We sat in silence for a full thirty seconds before he leaned forward again. "You really don't have a plan?"

Wow, way to make a girl feel self-conscious.

"I'm working on it," I lied.

I hadn't had time to work on it. Between finding out I was a suspected, NB, and now pizza, nobody had given me any quiet time. I needed the quiet to think.

"If you need help taking your mind off it, I've got a job later this week that I could use you on," he said and thanked the waitress when she set down his thick, dark-colored beer.

I didn't need to take my mind off the murder.

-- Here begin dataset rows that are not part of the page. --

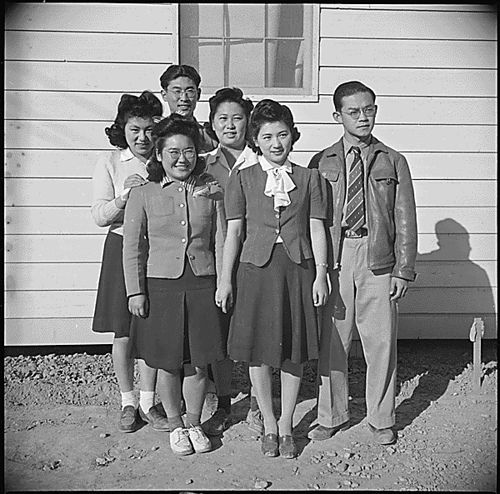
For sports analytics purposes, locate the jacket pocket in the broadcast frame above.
[371,168,398,186]
[151,196,175,216]
[320,170,340,182]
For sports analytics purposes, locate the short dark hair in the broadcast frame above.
[205,87,253,142]
[249,99,300,154]
[160,65,201,91]
[147,113,205,182]
[104,91,163,149]
[333,81,376,111]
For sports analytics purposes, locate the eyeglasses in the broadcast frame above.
[168,87,198,99]
[166,149,196,161]
[341,105,377,120]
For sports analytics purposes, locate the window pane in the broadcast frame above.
[274,3,304,38]
[266,40,304,88]
[226,3,265,38]
[226,39,265,88]
[179,3,223,38]
[180,39,224,86]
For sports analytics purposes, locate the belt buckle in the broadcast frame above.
[344,228,364,238]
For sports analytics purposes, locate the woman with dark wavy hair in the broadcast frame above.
[215,99,328,458]
[123,113,225,455]
[91,91,168,432]
[199,87,264,436]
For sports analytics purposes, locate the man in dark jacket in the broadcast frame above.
[309,81,417,444]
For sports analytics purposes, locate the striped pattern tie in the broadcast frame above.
[346,146,365,233]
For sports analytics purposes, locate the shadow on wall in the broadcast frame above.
[400,218,496,339]
[396,218,496,429]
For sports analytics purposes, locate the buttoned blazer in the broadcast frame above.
[224,163,327,266]
[123,174,226,297]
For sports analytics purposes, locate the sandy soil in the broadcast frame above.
[4,341,497,492]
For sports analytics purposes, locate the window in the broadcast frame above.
[179,3,319,99]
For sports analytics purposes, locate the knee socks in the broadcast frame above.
[121,391,137,408]
[139,391,155,413]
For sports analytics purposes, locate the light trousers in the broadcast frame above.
[318,237,397,429]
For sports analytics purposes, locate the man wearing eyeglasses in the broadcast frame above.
[160,65,219,153]
[308,81,417,444]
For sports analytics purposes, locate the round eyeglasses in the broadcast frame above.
[168,87,197,99]
[167,149,196,161]
[341,105,377,120]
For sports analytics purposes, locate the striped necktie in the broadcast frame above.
[345,146,365,233]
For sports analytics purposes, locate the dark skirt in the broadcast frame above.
[130,259,225,370]
[92,232,132,338]
[228,244,319,368]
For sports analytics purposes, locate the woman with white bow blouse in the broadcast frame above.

I needed to put it firmly on the murder and how to solve it, but I wouldn't turn down an offer to help Tony take down a bail jumper.

"Let me know the details and I'll be there."

He gave me info on the job and a little on what I had to do, and I let my mind wander to facts of the case. Who wanted Mick dead more than me? He had to have enemies. I'd heard all his tricks for the PI business, and some of them were downright shady, including entrapment. Had a man he'd tricked into cheating returned for revenge?

Tony paid the bill and handed me the leftovers in the small pizza box on our way out the door an hour later. "So you don't have to cook."

I narrowed my eyes at him as I buckled my seatbelt in his truck. "Did you look in my fridge?"

He gave me a matching narrow-eyed expression. "No. Should I?"

"No."

Tony shook his head, but I noticed he didn't laugh. "Broadrick told me to take care of you. I can't have you starving on my watch."

"You could just blame it on Anderson," I supplied.

He rubbed his chin. "True. But there's another reason for dinner tonight."

"Besides the murder suspect and the job?"

He nodded. "I'm thinking of taking some work down south. My buddy is short two guys, and he could use the help."

"You're leaving?" Tony had shown up in January and promised he was only here for one job. However, that job turned into many, and I'd forgotten that he didn't actually belong here. "When?"

He slowed as he approached my road. "Not until Broadrick is home. I made him a promise."

I tapped on his side window where NB had painted him a picture with his tongue the last time he doggie babysat. "You men drive me insane. I'll be fine here."

I'd been fine before. It's like they thought I suddenly couldn't take care of myself once they showed up.

He pulled into my driveway and we both ignored the two people knocking on my front door. "I know that, but a promise is a promise."

My chest grew heavy with the thought of Tony no longer being around in his big white truck. Who would I call to get into trouble with? Broadrick only agreed half the time. I needed Tony for the other half. "Just tell me before you leave, okay?"

"You'll be the first person I tell," he said.

I nodded once, unlocked his truck door, and jumped out. "See you around Tony Balonga."

He rolled his eyes as the door closed. "That's not my name."